Tuesday, July 23, 2002
Hood River resident George Rouches died Sunday, July 21, 2002, at his home.
An entombment service will be held Friday, July 26, at 11 a.m. at Idlewild Mausoleum. A celebration of his life will be held at the Bowe Theater on Saturday at 11 a.m. followed by a reception at Divots Restaurant. Family and friends are invited to all.
George was born in Milwaukee, Wisc. on Aug. 24, 1934 to Peter Rouches, a restaurateur and shoemaker, and Antonia Burnazos Rouches. He was the youngest of six children.
George was a very hard worker, outstanding athlete and avid sportsman. He excelled in swimming, gymnastics and track, and was a talented artist as well. But golf was his passion. While attending Boys Tech High School, George was a pole-vaulting champion.
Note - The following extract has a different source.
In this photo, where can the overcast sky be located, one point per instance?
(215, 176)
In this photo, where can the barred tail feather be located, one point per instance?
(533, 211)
He graduated from the University of Wisconsin in Madison and received his Masters in teaching at the University of New Mexico, Las Cruces.
George began his career as a physical education teacher and moved to Portland, Ore., in 1963, with his first wife Phylis, where he went to work at the family-owned Portland Bottling Company, starting as a route salesman and retiring as president in 1990. After leaving Portland Bottling Company, George became the Director of Marketing for Pumpkin Ridge Golf Club in Cornelius, Oregon. He was instrumental in developing Pumpkin Ridge into a world-class golf course. He became the General Manager of Hood River’s Indian Creek Golf Club in 1996.
In 1990, George married Linda Jensen, and they shared a life in Hood River with family and friends. George laughed often and loved much. He was a consummate joker and storyteller and making people laugh was a favorite pastime. He was revered in his professional, personal and social worlds; appreciated for his humorous personality and admired for his community involvement and gentlemanly manner. George received numerous accolades and awards during his careers in the bottling and golf businesses, but his greatest successes were the gifts of love and time he gave to family, friends, and community.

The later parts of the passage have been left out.